Saturday, April 11, 2009

Rice-wrapped Peaches

I am a pure Teochew. Both my parents are Teochews. My paternal grandfather hailed from Swatow, Southern China. And that sums up all I know about my ancestry. Dismal, eh?

Talk about Teochew, and what comes to mind is the humble porridge and steamed fish. Well, according to this article written by Sharon Tan featured here, the Teochews are known for other dishes such as braised duck, orh ni (yam paste), lek tau suan, and a variety of kuih. Heck, I did not even know that lek tau suan was Teochew in origin.

One of my favourite kuih is this :


I don’t know what the masses call it. In Sharon Tan’s article, it was christened ang kat toh or Teochew toh kuih. A quick search in the web resulted in names like Teochew perng kuih, or Teochew peached-shaped dumplings.

My household refers to this kuih in Teochew as bao perng toh. That translates to English as rice-wrapped peaches. It is quite common at home. My mom and her sisters make it often for our own consumption.

Well, making bao perng toh is laborious. Mom usually prepares the filling a day before. The glutinous rice needs to be soaked overnight, and then steamed. Sliced pork is stir-fried with pounded dried prawns, sliced shiitake, beancurd, chestnut, dried radish and Chinese parsley. These are all my favourite ingredients for the glutinous rice as it brings a lot of different textures to the rice. Oh yes, sometimes I will ask for chopped roasted peanuts for the rice. It just complements the rice nicely. But I do suppose the ingredients vary from household to household.

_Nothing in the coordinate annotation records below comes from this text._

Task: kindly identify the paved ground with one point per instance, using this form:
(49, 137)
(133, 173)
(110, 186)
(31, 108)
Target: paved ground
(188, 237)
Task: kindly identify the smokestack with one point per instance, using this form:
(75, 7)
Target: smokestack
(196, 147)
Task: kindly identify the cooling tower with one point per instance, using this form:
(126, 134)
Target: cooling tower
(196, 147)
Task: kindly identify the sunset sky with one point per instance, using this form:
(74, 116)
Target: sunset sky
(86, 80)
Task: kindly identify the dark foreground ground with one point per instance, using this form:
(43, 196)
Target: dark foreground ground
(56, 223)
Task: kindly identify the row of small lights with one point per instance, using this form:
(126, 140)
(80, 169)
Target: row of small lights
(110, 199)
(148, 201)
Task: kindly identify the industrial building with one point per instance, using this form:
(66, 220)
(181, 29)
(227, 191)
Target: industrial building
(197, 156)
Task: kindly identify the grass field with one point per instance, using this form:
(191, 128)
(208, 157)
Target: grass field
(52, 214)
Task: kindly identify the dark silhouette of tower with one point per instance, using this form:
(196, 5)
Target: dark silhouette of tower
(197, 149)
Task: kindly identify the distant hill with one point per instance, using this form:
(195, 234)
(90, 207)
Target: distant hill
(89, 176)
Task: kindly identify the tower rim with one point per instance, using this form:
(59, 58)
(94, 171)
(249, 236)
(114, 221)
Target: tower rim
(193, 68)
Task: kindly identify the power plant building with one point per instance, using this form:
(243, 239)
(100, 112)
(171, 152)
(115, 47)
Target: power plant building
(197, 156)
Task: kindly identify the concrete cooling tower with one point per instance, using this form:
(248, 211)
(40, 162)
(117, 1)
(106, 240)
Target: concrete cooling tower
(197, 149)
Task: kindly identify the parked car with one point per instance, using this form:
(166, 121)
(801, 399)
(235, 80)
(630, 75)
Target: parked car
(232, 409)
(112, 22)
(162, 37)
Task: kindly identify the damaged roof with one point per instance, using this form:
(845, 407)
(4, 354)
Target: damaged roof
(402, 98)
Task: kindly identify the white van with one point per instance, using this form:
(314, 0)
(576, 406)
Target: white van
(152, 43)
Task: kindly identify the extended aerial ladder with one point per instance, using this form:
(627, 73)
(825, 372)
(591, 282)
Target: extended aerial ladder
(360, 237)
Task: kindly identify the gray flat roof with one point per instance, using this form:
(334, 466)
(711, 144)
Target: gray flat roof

The cooked glutinous rice and stir-fried ingredients are mixed together before they are wrapped in the glutinous rice skin and moulded into the shape of a peach. The glutinous rice skin tears easily and so one needs to get the exact consistency of flour to water. The shaped dumplings are them steamed, after which they are glazed with peanut oil.

The dumplings can also be pan-fried. The crispy, burnt skin makes them even tastier. I remember that when I was small, my maternal grandmother would pan-fry the dumplings for me and serve it with her own home-made sweet soy sauce. I still remember the taste of that caramelized soy sauce. No one at home makes it anymore. When I talk about it, Mom only smiles nostalgically. Even she is not really sure how that yummy soy sauce is concocted.

Well, I don’t really fancy buying rice-wrapped peaches from kuih vendors. I suppose I get disappointed too often. Theirs are often with skin so thick, and texture-less filling. The best dumplings are still home-made.